Yasmina Khadra
Las Golondrinas De Kabul

Traducido del francés por María Teresa Gallego Urrutia

Título original: Les hirondelles de Kaboul


Allá por el quinto infierno, un tornado abre los volantes de su vestido en la estrambótica danza de una bruja en trance; tanta histeria ni siquiera consigue sacudirle el polvo a las dos palmeras calcificadas que se alzan hacia el cielo como los brazos de un martirizado. Un bochorno canicular se ha tragado las hipotéticas bocanadas de aire que la noche había descuidado llevarse consigo en el desorden de su retirada. Desde las últimas horas de la mañana, ni un ave rapaz había tenido suficiente interés para volar por encima de sus presas. Los pastores que solían conducir sus raquíticos rebaños hasta el pie de las colinas han desaparecido. Ni un alma en varias leguas a la redonda, con la excepción de los pocos centinelas agazapados en sus rudimentarios puestos de observación. Hasta donde alcanza la vista, van juntos el desamparo y un silencio mortal.

Las tierras afganas no son sino campos de batalla, arenales y cementerios. Las oraciones se desmigajan entre la furia de la metralla; los lobos aúllan a la muerte todas las noches; y el viento, cuando se alza, traspasa la salmodia de los mendigos al graznido de los cuervos.

Todo tiene un aspecto abrasado, fosilizado; es como si un indecible sortilegio lo hubiera fulminado. La cuchilla de la erosión araña, desincrusta, purga, pavimenta el suelo necrótico, levantando con total impunidad las estelas de su tranquila fuerza. Luego, sin previo aviso, al pie de las montañas que el aliento de la incandescencia depila rabiosamente, aparece Kabul… o lo que de ella queda; una ciudad en estado de descomposición avanzada.

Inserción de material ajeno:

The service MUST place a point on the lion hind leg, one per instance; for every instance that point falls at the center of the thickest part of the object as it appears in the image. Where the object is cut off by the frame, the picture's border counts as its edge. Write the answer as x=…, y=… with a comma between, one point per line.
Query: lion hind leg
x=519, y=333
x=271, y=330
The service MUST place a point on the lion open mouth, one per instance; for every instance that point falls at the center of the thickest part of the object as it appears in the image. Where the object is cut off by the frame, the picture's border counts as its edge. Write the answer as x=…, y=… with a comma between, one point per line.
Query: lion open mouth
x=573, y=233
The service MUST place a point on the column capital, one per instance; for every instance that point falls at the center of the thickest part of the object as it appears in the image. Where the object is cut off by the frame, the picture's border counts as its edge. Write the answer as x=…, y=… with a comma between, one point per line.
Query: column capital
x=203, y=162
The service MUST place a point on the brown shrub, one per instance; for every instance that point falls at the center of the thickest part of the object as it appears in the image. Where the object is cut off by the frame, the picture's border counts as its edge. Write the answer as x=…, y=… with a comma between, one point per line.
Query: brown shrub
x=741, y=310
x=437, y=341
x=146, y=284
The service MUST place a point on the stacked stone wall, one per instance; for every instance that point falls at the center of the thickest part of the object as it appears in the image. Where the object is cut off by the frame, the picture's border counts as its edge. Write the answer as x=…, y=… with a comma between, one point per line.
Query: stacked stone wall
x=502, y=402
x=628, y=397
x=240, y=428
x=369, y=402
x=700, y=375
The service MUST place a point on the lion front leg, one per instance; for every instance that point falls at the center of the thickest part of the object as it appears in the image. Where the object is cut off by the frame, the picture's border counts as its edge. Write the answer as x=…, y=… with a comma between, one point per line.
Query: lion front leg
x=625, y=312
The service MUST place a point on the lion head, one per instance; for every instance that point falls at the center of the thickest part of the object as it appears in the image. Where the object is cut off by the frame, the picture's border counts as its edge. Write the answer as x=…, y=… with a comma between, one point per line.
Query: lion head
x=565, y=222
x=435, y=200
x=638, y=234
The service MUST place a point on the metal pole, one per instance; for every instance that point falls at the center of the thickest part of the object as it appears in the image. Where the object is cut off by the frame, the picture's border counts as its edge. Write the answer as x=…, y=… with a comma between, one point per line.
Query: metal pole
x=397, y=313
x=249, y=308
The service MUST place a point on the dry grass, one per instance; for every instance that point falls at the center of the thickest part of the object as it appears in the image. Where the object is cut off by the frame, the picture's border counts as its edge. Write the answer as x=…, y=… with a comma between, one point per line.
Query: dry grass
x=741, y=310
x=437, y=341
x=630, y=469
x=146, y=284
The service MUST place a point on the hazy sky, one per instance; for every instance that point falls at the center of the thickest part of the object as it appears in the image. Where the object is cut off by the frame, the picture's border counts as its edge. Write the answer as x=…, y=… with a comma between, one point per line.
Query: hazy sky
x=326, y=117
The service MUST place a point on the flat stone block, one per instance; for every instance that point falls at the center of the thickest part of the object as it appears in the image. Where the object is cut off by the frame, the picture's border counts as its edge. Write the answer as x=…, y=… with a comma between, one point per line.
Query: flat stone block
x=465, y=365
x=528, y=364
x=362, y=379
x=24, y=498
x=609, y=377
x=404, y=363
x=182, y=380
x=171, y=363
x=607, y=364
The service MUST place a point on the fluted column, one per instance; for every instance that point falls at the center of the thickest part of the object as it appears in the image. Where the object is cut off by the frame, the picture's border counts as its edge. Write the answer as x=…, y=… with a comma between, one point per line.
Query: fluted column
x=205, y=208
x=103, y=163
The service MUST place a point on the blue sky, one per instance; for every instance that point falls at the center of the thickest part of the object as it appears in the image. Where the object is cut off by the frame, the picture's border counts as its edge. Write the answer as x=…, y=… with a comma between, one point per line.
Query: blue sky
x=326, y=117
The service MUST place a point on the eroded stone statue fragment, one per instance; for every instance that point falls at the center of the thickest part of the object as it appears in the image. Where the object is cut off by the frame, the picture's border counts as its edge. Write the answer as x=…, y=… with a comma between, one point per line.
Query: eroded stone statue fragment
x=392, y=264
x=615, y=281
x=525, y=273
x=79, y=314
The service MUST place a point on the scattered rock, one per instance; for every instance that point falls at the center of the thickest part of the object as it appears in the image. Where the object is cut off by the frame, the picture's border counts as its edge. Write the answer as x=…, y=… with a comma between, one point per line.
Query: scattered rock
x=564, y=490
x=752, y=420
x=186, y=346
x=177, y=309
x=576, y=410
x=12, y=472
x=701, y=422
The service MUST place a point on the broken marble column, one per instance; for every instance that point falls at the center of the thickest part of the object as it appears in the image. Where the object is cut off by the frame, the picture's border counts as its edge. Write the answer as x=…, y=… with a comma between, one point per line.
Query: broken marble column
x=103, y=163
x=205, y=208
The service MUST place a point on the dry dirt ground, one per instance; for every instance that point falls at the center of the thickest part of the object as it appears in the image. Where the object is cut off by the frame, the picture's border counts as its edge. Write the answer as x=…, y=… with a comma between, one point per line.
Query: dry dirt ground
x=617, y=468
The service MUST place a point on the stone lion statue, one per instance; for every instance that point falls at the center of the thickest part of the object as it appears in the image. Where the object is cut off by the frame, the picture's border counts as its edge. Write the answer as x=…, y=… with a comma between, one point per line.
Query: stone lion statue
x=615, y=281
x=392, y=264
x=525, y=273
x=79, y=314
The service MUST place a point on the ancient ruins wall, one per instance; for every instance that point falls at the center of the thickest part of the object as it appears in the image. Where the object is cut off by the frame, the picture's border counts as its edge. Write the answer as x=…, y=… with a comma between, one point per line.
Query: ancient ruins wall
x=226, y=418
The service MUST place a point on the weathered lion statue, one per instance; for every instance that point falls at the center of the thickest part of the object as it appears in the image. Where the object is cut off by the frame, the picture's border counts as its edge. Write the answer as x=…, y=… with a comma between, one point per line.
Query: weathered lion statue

Ya nada volverá a ser como antes parecen decir las carreteras llenas de baches, las colinas tiñosas, el horizonte al rojo blanco y el entrechocar de las culatas. Los escombros de las fortificaciones han alcanzado a las almas. El polvo ha cubierto de tierra los huertos, ha cegado las miradas y puesto cemento a las ideas. De trecho en trecho, el zumbido de las moscas y el hedor de los animales muertos añaden a la desolación un toque irreversible. Diríase que el mundo se está pudriendo, que su gangrena ha optado por extenderse a partir de aquí, en territorio pashtun, en tanto que la desertificación sigue reptando implacablemente por la conciencia de los hombres y sus formas de pensar.

Nadie cree en el milagro de las lluvias, en la magia de las primaveras, y menos aún en las auroras de un mañana clemente. Los hombres se han vuelto locos; se han puesto de espaldas a la luz para darle la cara a la oscuridad. Han depuesto a los santos patronos. Los profetas han muerto y sus fantasmas están crucificados en la frente de los niños…

Y, no obstante, es también aquí, entre el mutismo de los pedregales y el silencio de las tumbas, entre la sequedad del suelo y la aridez de los corazones, donde ha nacido nuestra historia, de la misma forma que florece el nenúfar en las aguas putrefactas de los pantanos.